I recall a book called Brave Brian, about a boy lost in a wood at night, where the trees and vines would grab hold of him. I think it was a fox that rescued him.
My favorite childhood stories came from radio: Little Toot, the tug boat who was laughed at by the other bigger tugboats but who saved the day; The Happy Prince, read - I think - by Bing Crosby - brought me to tears each time I heard it. There were others. One concerned a Christmas tree; another was Peter and the Wolf, with its stirring background music; and of course Peter Rabbit, who went into Farmer McGregor's garden without permission.
My mother played 'This little piggie went to market' with me. There was always that mix of anticipation when the smallest toe was about to be tickled. There were jokes, too, told by my father; his favorite was about the little boy in school, asked to put the words depot, delight and defender into a sentence: "De light was out, de pot was full, so I did it in de fender."
Family events were also times for stories. I remember being taken by the stories and riddles my Uncle Ivan would tell: "A man rode up the hill on Friday, stayed for a week and rode down the hill on the same Friday. How is that possible?"
I had a few books as a young child. Little Golden books were available in the shops, but we owned only a very few. I did have a book that featured little boys and girls with very chubby faces, but I recall little of the stories.
By the time I was 10 my aunts and uncles and neighbours were giving me books for my birthday - either a book from the Biggles series, by Captain W/E Johns, or one of the Billabong books by Mary Grant Bruce.

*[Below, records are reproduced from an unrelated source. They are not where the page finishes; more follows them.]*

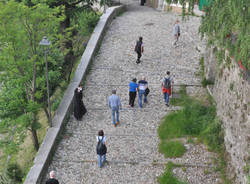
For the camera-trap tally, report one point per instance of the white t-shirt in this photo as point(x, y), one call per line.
point(100, 137)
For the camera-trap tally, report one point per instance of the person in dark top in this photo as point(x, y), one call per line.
point(133, 87)
point(139, 49)
point(79, 108)
point(51, 179)
point(142, 86)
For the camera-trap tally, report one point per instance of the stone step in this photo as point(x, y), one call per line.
point(101, 119)
point(89, 172)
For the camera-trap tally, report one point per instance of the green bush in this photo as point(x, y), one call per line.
point(172, 148)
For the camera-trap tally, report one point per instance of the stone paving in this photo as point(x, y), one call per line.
point(133, 145)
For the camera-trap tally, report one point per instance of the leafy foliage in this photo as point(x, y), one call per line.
point(226, 25)
point(21, 58)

I had virtually the full set of each series, but I didn't read them. I was a painfully slow reader. Indeed, by the age of 16 I had read only one book cover to cover, independently. At 12, I had persisted with reading Biggles Flies North for a mont, by which stage I had read 70 pages - so I gave up. When I first went to University, my reading was still painfully slow. I used to time myself: I averaged 4 to 5 minutes per page with a normal paperback, and I subvocalised all the time.
I loved listening to stories. I recall in grade 6 Miss Corrie read us the Australian classic, The Little Black Princess. I enjoyed being read to, or hearing tales told round the fire. And, ironically perhaps, I always loved writing stories.

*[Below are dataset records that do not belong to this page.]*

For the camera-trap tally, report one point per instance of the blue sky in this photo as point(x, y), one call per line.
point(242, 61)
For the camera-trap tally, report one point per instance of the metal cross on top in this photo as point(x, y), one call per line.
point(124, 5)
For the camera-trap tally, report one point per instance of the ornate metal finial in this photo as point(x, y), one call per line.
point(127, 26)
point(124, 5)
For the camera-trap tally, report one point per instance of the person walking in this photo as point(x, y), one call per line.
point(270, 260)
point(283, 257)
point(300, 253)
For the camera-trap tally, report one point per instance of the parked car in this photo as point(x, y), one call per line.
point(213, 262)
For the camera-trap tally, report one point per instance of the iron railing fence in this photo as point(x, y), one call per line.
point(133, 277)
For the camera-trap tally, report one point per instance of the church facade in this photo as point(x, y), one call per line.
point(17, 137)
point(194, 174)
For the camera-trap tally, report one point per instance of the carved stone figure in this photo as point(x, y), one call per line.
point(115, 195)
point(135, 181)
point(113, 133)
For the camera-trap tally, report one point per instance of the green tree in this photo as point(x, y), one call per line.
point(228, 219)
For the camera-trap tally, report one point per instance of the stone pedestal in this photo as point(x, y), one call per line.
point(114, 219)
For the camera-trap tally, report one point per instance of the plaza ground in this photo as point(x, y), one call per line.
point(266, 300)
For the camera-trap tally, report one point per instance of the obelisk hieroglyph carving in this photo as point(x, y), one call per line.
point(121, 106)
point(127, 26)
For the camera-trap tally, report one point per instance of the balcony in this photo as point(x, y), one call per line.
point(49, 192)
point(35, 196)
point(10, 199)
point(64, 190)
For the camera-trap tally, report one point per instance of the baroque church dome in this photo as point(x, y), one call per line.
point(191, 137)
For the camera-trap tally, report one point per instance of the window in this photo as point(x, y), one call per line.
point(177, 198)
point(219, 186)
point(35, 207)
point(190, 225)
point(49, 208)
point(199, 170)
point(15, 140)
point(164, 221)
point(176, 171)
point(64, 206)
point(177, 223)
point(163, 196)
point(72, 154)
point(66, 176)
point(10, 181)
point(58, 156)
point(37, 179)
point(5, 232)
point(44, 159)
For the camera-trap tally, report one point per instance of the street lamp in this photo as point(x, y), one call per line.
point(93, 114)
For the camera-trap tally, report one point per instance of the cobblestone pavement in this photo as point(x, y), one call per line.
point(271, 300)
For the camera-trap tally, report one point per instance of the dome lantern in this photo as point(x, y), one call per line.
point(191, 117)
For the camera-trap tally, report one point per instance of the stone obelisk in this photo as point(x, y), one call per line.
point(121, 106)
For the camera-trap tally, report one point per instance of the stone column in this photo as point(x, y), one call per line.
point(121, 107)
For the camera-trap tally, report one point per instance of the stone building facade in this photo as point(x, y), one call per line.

It was Steinbeck who first fired my enthusiasm for reading. Of Mice and Men was my first book, and I was so taken by Steinbeck's style that I tried to copy it when I wrote. I loved the story, and afterwards tried to read Grapes of Wrath. It was hard going, but it moved me enormously. It took me two years, but I completed it. I recall, too, sitting in the dunes at Barwon Heads reading The Canterbury Tales in preparation for Year 12. I was camping there with mates from school
I struggled through the reading demands of University, slowly increasing my reading speed, but when I left university I had read fewer than thirty books in my lifetime. Over the Christmas break between completing Matriculation and going to University, I began a program of self improvement. I set out to broaden my reading, beginning with Nevil Shute's On the Beach.
The experience of Literature as she is taught at University all but destroyed the embryonic love of books that Steinbeck had brought to life. In English 1 and 2, we lay the cadavers of poems and novels on the examination room table, and dissected them. All around me were knowledgeable specialists and brilliant young men and women who spoke about literature in a language I could not understand. For me, it was a painful, lifeless pursuit and I spent virtually the whole time feeling incompetent. When I left university, I didn't want to read any more.

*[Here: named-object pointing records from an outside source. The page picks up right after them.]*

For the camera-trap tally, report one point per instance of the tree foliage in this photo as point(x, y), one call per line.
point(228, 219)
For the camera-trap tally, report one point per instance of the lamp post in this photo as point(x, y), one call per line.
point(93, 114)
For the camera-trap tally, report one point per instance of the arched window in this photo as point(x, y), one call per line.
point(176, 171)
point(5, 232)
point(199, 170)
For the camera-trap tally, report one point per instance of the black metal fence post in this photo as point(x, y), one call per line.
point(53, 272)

There is a system for helping poor readers to read; it is called the Delecarto method, and involves retracing the course of the child's development of perceptual and motor skills, to rebuild the brain's links. I went through a similar process. I didn't get down on the floor and learn to crawl again; I simply started again, with children's books.
I had arrived at Glenroy Technical School, a 22 year old teacher, with a BA and Dip.Ed, there to teach English and Social Studies, and a list of 'Books Read' that barely filled a page. As a teacher of junior English, I had to read books to the students. Someone introduced me to the C S Lewis Narnia series. I read The Lion, the Witch and the Wardrobe, and I was hooked. I read all seven in the series, and moved on to Lloyd Alexander's Prrydian series : The High King, Taran Wanderer, and so on, tales with a strong base in Celtic mythology. Next came The Hobbit and Lord of the Rings - still among my favorite books, I think - followed by Mervyn Peake's Gormenghast series. By my mid twenties, I was finally an avid reader; by my late twenties I was an avid reader and a published writer.